I really like the LINQ extension methods and the functionality they provide, but I don't really like the query syntax. Method calls and lambdas seem so expressive and concise to me that I don't know why I'd start pretending like I was using TSQL to do operations on enumerables. I can definitely see its draw for some people though.

btilly 5924 days ago

Any time you see toy benchmarks, ask yourself what was left out. The potential performance issue with LINQ comes when you are accessing database data over a connection with non-trivial latency. Then it is easy to wind up accidentally issuing large numbers of queries, with a lot of round trips, that winds up being slow and unnecessarily hard on the database.
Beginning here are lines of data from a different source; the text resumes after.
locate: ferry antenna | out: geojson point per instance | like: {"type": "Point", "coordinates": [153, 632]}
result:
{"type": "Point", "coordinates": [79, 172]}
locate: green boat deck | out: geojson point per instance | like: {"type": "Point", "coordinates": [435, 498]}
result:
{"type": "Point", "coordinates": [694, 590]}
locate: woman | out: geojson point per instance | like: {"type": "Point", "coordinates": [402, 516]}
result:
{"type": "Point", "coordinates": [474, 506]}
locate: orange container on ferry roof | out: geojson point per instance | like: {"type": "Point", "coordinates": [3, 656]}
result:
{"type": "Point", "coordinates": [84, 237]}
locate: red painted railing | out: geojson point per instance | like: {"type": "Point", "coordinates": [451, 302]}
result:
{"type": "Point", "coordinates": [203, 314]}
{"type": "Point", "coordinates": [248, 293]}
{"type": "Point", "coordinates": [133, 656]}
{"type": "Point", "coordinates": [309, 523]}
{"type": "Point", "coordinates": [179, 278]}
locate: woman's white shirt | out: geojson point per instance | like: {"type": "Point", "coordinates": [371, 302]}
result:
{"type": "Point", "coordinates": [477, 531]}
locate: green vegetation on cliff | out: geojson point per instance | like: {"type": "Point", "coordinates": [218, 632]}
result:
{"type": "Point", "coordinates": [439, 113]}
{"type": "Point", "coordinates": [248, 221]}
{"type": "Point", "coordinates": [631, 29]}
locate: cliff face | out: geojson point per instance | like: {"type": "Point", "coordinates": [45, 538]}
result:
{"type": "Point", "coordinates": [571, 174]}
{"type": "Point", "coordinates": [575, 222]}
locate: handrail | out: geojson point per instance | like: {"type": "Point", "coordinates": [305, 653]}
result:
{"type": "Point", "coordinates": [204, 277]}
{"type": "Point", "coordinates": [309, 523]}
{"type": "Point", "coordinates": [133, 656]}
LINQ is hardly unusual in having this risk. It is an easy mistake to make in many environments with many toolsets, and it is not particularly hard to avoid it with LINQ. But the toy benchmark doesn't address it. And the article makes fun of a software architect who has likely had bad experiences with developers messing up on this.

sparky 5924 days ago

True for LINQ to SQL, not so much for LINQ to Objects as evaluated in the benchmarks. Of course, one toy benchmark over 1k objects doesn't fully characterize its performance, but at least we don't have to worry about the database latency free variable.

accessing database data over a connection with non-trivial latency. ... But the toy benchmark doesn't address it

I disagree entirely. I know when I'm using LINQ to SQL, and when I'm using LINQ to objects. My experience is that LINQ to objects is more common and very useful. He's using larger data volumes than I generally am, so there's absolutely nothing "toy" about it.

btilly 5924 days ago

Toy benchmarks frequently use large data volumes. That is easy to do. What is harder to do in a benchmark is providing realistically complex logic to go with those volumes. Many systems work well on the simple cases, but have bad edge cases that can get tickled by a more complex problem.

But the logic that I have successfully used LINQ on:

- operates on lists of objects, not database queries.

- operates on small quantities of data. It doesn't matter if there are only five items in a list. If you have to filter them, you have to filter them

- is not that complex.

We use foreaches as well, or a combination. LINQ is great for automating simple things, e.g. turn a loop to find an item into a .FirstOrDefault(x => x.SomeCondition). It would be interesting to see if, as our grasp of LINQ improves, we run into any of these supposed corner cases. But it hasn't happened yet.